Dan McGrath is not impressed with Judge Frank | MPR photo & Avidor sketch
by Steve Timmer
Aug 21, 2012, 3:00 PM

Counsel, you didn’t plead a cognizable claim II

When we last left Erick Kaardal, federal judge Donovan Frank was explaining to Erick that he’d hadn’t teed up a ball for the judge to hit, even if he had wanted to. In his opinion, the judge explained to counsel for the Minnesota Voters Alliance (a genuinely Orwellian name, by the way) that it had not pleaded a claim on which relief could be granted, even assuming that everything in the complaint was true. You will recall that the Voters Alliance brought the suit to strike same day registration from the Minnesota voting system.

The Voters Alliance did not plead a statutory claim of denial of individual civil rights; its argument can be summarized this way:

There are a lot of voters in Minnesota who register at the polls (called “election day registrants,” or “EDRs”). Their registrations cannot be verified prior to their casting of a ballot. Some of them might not be eligible to vote. If someone is not eligible to vote, and s/he votes the opposite way we do, it dilutes our vote, and it violates plaintiffs’ constitutional rights.

To which the judge replied: Sometimes it isn’t about you. This was undoubtedly a surprise to the Voters Alliance types.

There is perhaps a reason that counsel for the Voters Alliance didn’t plead the private cause of action civil rights statute, because he recognized that it wasn’t really his clients’ civil rights that were at stake; that’s what the judge found. Here’s why:

As the Eighth Circuit has previously held, there is no constitutional basis for a federal court to oversee the administrative details of a state election “in the absence of aggravating factors such as denying the right of citizens to vote for reasons of race, or fraudulent interference with a free election by stuffing of the ballot box, or other unlawful conduct which interferes with the individual’s right to vote,”or other constitutionally protected right. Pettengill v. Putnam County R-1 Sch. Dist., Unionville, Mo., 472 F.2d 121, 122 (8th Cir. 1973) (citations omitted)

As Judge Frank observed, there was no allegation of either discrimination or fraudulent interference made in the Voters Alliance suit.
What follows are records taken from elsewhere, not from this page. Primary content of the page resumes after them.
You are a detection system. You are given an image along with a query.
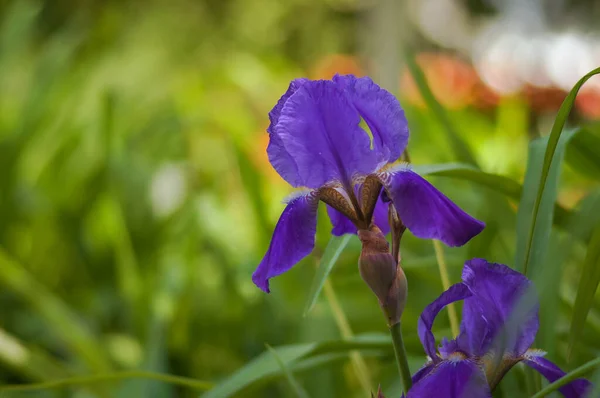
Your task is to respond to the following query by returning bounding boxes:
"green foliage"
[0,0,600,398]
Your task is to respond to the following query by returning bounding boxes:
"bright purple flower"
[408,258,590,398]
[252,75,484,292]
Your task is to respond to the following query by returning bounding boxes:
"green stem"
[0,371,213,391]
[432,240,459,338]
[531,358,600,398]
[390,322,412,393]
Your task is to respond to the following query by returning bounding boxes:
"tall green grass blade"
[202,335,392,398]
[517,68,600,275]
[267,344,308,398]
[0,370,212,396]
[515,131,576,274]
[304,235,352,316]
[568,224,600,356]
[0,249,111,372]
[405,52,477,166]
[531,358,600,398]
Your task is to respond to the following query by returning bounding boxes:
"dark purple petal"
[327,205,356,236]
[457,258,539,357]
[523,350,592,398]
[267,78,309,134]
[419,283,471,362]
[333,75,408,164]
[381,168,485,246]
[267,80,379,188]
[408,359,492,398]
[252,192,319,293]
[327,186,390,236]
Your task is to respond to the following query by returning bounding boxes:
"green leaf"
[531,358,600,398]
[202,343,316,398]
[413,163,570,232]
[202,334,392,398]
[405,53,477,166]
[413,163,522,200]
[517,68,600,275]
[568,225,600,354]
[267,344,308,398]
[304,235,353,316]
[515,131,574,274]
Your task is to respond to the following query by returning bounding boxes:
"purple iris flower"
[252,75,484,292]
[408,258,591,398]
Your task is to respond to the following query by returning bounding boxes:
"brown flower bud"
[358,225,407,326]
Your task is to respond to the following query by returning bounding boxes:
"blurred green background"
[0,0,600,398]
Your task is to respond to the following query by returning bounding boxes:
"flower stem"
[432,240,459,338]
[390,322,412,393]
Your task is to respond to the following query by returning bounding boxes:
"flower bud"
[358,225,407,326]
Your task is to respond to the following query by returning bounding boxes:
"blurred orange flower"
[401,53,479,109]
[575,88,600,119]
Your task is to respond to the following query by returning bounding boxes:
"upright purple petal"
[267,77,309,134]
[523,350,592,398]
[333,75,408,164]
[457,258,539,357]
[418,283,471,362]
[267,78,309,187]
[408,359,492,398]
[381,168,485,246]
[267,80,378,188]
[252,192,319,293]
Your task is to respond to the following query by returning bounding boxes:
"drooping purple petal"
[457,258,539,357]
[380,168,485,246]
[418,283,471,362]
[267,80,379,188]
[408,359,492,398]
[333,75,408,164]
[252,192,319,293]
[523,350,592,398]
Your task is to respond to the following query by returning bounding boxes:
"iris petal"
[380,168,485,246]
[418,283,471,362]
[457,258,539,357]
[523,350,592,398]
[267,80,378,188]
[408,359,492,398]
[327,189,390,236]
[252,192,319,293]
[333,75,408,164]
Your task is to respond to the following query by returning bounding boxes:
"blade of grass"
[0,249,111,372]
[266,344,308,398]
[413,163,570,228]
[567,225,600,357]
[304,235,352,316]
[521,68,600,275]
[0,371,213,392]
[432,239,459,338]
[515,131,576,273]
[531,358,600,398]
[405,51,478,167]
[324,280,372,396]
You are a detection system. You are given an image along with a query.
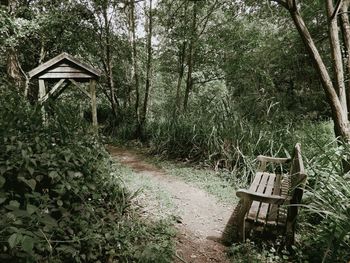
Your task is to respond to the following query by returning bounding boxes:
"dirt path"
[109,147,232,263]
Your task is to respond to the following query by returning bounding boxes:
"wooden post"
[90,79,98,134]
[39,79,47,124]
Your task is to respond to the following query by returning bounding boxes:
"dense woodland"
[0,0,350,262]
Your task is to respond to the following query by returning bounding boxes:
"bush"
[0,90,172,262]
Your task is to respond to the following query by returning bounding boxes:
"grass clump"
[0,89,172,262]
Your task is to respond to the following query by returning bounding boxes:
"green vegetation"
[0,0,350,262]
[0,87,173,262]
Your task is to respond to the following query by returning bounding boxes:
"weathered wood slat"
[69,79,91,99]
[39,72,91,79]
[233,144,306,246]
[257,174,276,224]
[248,173,270,221]
[267,174,282,222]
[46,66,85,75]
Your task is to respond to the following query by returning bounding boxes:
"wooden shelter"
[28,53,101,131]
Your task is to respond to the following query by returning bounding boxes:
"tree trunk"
[137,0,153,137]
[173,41,186,119]
[277,0,350,141]
[7,47,23,94]
[326,0,348,118]
[103,5,118,118]
[340,0,350,118]
[129,1,140,123]
[183,2,197,111]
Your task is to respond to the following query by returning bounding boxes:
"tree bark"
[173,41,186,119]
[183,1,197,111]
[326,0,348,119]
[138,0,153,137]
[129,1,140,123]
[103,5,118,118]
[340,0,350,118]
[274,0,350,141]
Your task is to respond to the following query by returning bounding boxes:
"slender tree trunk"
[138,0,153,137]
[276,0,350,141]
[183,2,197,111]
[7,47,23,93]
[173,41,186,119]
[340,0,350,118]
[326,0,348,119]
[129,1,140,123]
[103,5,118,118]
[6,0,23,94]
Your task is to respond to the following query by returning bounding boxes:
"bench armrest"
[236,189,290,205]
[256,155,291,163]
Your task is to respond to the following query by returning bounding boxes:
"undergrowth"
[0,87,172,262]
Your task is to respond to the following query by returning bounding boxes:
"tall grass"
[302,143,350,262]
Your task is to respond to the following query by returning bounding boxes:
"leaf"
[7,233,18,248]
[49,171,58,179]
[22,236,34,253]
[27,204,38,215]
[27,167,34,175]
[0,197,6,205]
[0,175,6,188]
[18,176,36,191]
[9,200,20,208]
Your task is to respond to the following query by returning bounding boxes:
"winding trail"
[109,147,232,263]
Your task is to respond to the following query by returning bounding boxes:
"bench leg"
[222,199,252,245]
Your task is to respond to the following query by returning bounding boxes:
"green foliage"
[296,144,350,262]
[0,89,172,262]
[228,240,294,263]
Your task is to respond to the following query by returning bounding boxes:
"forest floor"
[109,147,233,263]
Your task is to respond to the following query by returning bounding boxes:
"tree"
[271,0,350,145]
[137,0,153,137]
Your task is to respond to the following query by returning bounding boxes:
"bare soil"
[109,147,232,263]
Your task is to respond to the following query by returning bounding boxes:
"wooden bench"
[222,144,306,246]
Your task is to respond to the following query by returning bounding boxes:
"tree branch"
[270,0,289,10]
[329,0,343,21]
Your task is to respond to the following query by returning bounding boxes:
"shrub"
[0,90,172,262]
He also wrote that the plaintiff’s action was based on the “erroneous premise that election officials must verify voters’ eligibility before their votes are counted.” States have broad discretion to decided how to run their elections, including voter eligibility, again, in the absence of some invidious discrimination or fraudulent interference with a free election.

There is mild irony in the fact that the people usually taking the states’ rights side are agin’ ’em here, arguing for massive federal insinuation into Minnesota’s election law. At its core, the case is about the effort of a few individuals seeking not to vindicate their own franchise, but to deny it to thousands of other people.